Hito didn’t choose vinyl, it chose her. And its trappings and triumphs have influenced her ever since. Her selection is more creative as the limitation of tracks available on vinyl means she will draw deep for classic tracks to join the dots. The physical challenge of mixing records that can’t be manipulated digitally is also something she embraces.

“I love the thrill and the risk,” the Japanese-born, Berlin-based DJ admits. “Vinyl has an end. There’s no loop unless you use machines. You have to mix by the rules of the record. I chase those thrilling moments from one track to the other. Sometimes I have a bad day and do a lot of bad beat-matching. Other times I have a perfect day and the mixing is so good. Like good weather and bad weather.”

Her creative philosophy is backed up by fastidious technical aptitude, one that saw her travel back to Tokyo to study deck mechanics and the long-lost art of turntable TLC. “My tour manager and I went to Japan and studied with my master DJ Ko Kimura,” she says, alluding to another thing that makes her unique: she acknowledges the place in DJ craft for master roles.

“He’s like Tokyo’s Frankie Knuckles or David Morales. He’s also a talented mechanic. He can fix cars, speakers, headphones and of course turntables. We learned a lot from Ko. How to set up in different scenarios, how to avoid vibrations, faulty cabling, bad needles, setting the level of the needle. It’s very important. Knowing how heavy the weight should be calibrated in different environments. Detailed technical facts.”

It’s this precision balance of philosophy and technicality, deliberation and detail, that make Hito a perfect fit for Richie Hawtin’s ENTER. concept – although their first connection when they met in Berlin in 2008 wasn’t through music or technology at all.

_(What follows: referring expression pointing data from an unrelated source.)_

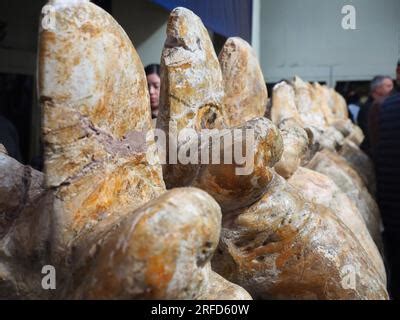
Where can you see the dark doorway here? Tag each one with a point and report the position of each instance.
(16, 97)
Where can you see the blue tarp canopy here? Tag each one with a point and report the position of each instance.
(226, 17)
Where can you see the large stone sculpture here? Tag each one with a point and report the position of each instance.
(276, 244)
(335, 167)
(246, 94)
(102, 216)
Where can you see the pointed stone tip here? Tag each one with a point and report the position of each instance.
(66, 3)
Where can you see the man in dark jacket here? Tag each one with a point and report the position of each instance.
(9, 138)
(388, 184)
(381, 87)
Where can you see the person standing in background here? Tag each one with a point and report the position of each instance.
(387, 167)
(398, 77)
(381, 87)
(154, 84)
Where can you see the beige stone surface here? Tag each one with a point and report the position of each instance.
(3, 149)
(284, 247)
(192, 89)
(318, 188)
(296, 140)
(159, 251)
(335, 167)
(101, 215)
(246, 94)
(93, 92)
(361, 163)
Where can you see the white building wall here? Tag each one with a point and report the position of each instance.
(306, 37)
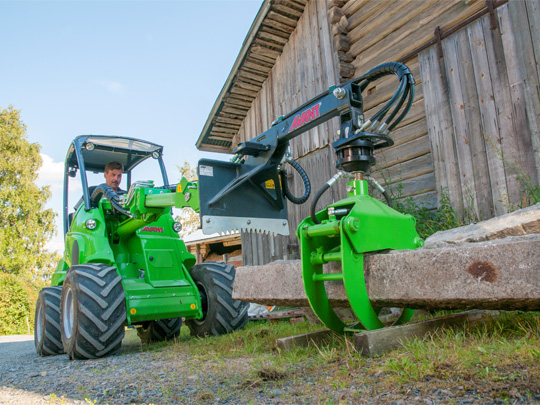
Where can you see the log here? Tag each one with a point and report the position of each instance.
(493, 274)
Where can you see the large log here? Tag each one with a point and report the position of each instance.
(492, 274)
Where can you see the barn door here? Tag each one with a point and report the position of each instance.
(482, 93)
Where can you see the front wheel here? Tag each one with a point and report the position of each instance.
(159, 330)
(47, 322)
(93, 311)
(221, 313)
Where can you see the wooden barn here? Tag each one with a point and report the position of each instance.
(473, 132)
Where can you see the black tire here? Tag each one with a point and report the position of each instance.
(93, 311)
(221, 314)
(159, 330)
(47, 322)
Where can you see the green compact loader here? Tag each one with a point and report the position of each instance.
(124, 263)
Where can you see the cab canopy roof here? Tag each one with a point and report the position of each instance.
(98, 150)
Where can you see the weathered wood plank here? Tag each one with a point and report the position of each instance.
(533, 14)
(474, 130)
(272, 15)
(368, 10)
(496, 173)
(394, 17)
(402, 153)
(459, 119)
(404, 171)
(527, 75)
(419, 31)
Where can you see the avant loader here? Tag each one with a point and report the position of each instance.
(250, 192)
(124, 263)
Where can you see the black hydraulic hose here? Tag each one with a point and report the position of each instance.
(305, 180)
(380, 114)
(107, 191)
(315, 200)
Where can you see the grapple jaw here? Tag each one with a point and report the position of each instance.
(244, 197)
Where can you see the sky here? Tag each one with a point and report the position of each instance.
(143, 69)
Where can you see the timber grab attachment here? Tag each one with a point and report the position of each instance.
(249, 192)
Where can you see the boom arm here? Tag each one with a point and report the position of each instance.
(247, 193)
(146, 204)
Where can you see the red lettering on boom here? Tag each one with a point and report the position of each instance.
(152, 229)
(305, 117)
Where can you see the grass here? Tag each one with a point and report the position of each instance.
(499, 358)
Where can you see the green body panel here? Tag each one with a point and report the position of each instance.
(368, 226)
(148, 254)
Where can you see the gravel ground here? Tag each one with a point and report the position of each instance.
(163, 375)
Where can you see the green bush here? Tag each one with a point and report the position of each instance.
(17, 303)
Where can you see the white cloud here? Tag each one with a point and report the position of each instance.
(111, 86)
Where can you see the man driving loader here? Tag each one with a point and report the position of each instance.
(113, 175)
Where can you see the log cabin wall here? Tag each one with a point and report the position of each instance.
(335, 40)
(481, 88)
(305, 68)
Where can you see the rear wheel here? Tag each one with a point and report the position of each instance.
(93, 311)
(159, 330)
(47, 322)
(221, 313)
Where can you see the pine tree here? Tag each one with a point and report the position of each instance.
(25, 225)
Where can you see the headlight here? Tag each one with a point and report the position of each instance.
(91, 224)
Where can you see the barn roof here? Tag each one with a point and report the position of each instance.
(264, 42)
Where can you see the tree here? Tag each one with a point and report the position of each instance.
(188, 218)
(25, 225)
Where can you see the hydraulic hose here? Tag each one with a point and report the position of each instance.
(110, 194)
(305, 180)
(313, 206)
(323, 189)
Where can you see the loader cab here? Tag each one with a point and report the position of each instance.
(88, 155)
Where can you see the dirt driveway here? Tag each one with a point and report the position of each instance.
(134, 375)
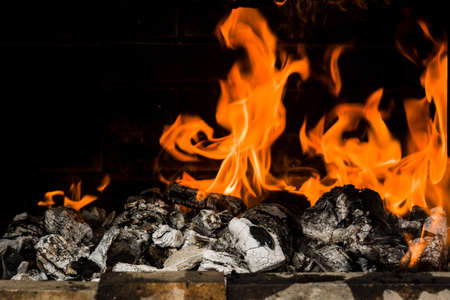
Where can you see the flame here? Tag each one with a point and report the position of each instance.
(403, 181)
(75, 201)
(250, 108)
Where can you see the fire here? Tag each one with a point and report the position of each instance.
(75, 201)
(250, 108)
(415, 178)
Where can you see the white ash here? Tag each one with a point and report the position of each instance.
(166, 236)
(65, 222)
(187, 258)
(208, 222)
(193, 238)
(124, 267)
(54, 254)
(33, 274)
(131, 243)
(222, 262)
(176, 219)
(99, 254)
(259, 257)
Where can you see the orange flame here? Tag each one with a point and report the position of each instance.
(403, 181)
(250, 107)
(75, 201)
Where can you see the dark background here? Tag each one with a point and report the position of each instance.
(86, 88)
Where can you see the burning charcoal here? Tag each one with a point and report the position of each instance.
(139, 211)
(68, 224)
(430, 252)
(54, 254)
(93, 215)
(10, 260)
(176, 219)
(187, 258)
(260, 248)
(165, 236)
(187, 196)
(124, 267)
(222, 262)
(355, 222)
(30, 275)
(192, 237)
(207, 222)
(98, 256)
(275, 219)
(302, 263)
(332, 258)
(128, 246)
(24, 225)
(109, 219)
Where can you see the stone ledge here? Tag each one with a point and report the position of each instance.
(213, 285)
(47, 290)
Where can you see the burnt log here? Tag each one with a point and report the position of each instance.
(186, 196)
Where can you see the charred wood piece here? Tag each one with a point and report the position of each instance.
(188, 197)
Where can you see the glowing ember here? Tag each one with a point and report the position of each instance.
(250, 107)
(75, 201)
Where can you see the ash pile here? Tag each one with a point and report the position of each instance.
(347, 230)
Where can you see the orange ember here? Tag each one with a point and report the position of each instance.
(75, 201)
(250, 108)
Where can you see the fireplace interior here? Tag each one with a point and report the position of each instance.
(90, 89)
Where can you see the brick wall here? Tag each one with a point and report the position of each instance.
(92, 85)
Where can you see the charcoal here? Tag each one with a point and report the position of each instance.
(30, 275)
(166, 236)
(156, 256)
(222, 262)
(208, 222)
(351, 224)
(23, 267)
(192, 237)
(188, 197)
(225, 243)
(432, 255)
(260, 248)
(176, 219)
(302, 263)
(124, 267)
(94, 216)
(109, 219)
(68, 224)
(82, 268)
(275, 219)
(128, 246)
(332, 258)
(99, 254)
(54, 254)
(25, 225)
(187, 258)
(10, 260)
(138, 211)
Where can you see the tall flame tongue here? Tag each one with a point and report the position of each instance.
(250, 107)
(418, 178)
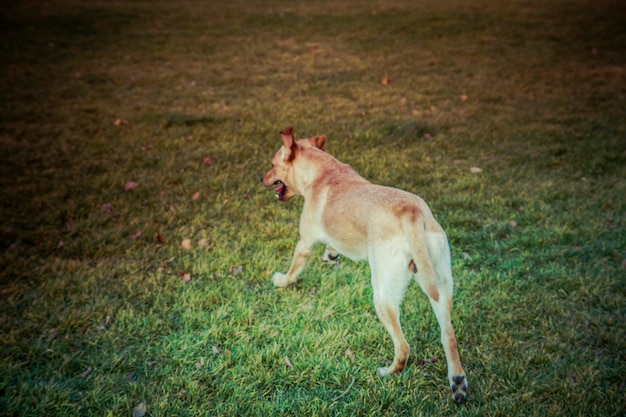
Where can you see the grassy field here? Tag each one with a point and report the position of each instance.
(137, 245)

“At the beginning we were studying sake. That was our connection, not music,” she recalls. “We were playing very different music. Then in 2012 when ENTER.Sake began he called me up and I guess he was positively surprised, so kept inviting me back.”

In a sea of egos, humility is the fifth factor that gives Hito a refreshing edge. Her role as a MODEL 1 ambassador is equally unique. A member of a crack team of DJs who embrace the widest spectrum of technology in their own unique combinations, Hito plays the concept of PLAYdifferently in a different way…

“A mixer is a musical instrument,” says Hito. “To use a mixer is to perform. The better the instrument, the more you will push the sound. With the MODEL 1 you get into the details of the frequencies; it’s not just high-mids-low, the sounds are more crafted. You can feel the frequencies in the mix. It’s completely changed how I feel and see the sound.”

Hito first felt this change when she debuted on the mixer after just two hours of practice (or “study”, as she calls it) at the PLAYdifferently HQ. She then DJed on it at one of techno’s most illustrious and respected venues: Frankfurt’s Robert Johnson.

“Everyone could see it, it’s a scary memory to this day!” she laughs. “But the scariest day was the live-streamed show that launched the mixer. The world was watching. Now I can laugh. But I have never had such a scary experience. But that’s the risk all DJs should embrace: trying something new and pushing yourself.”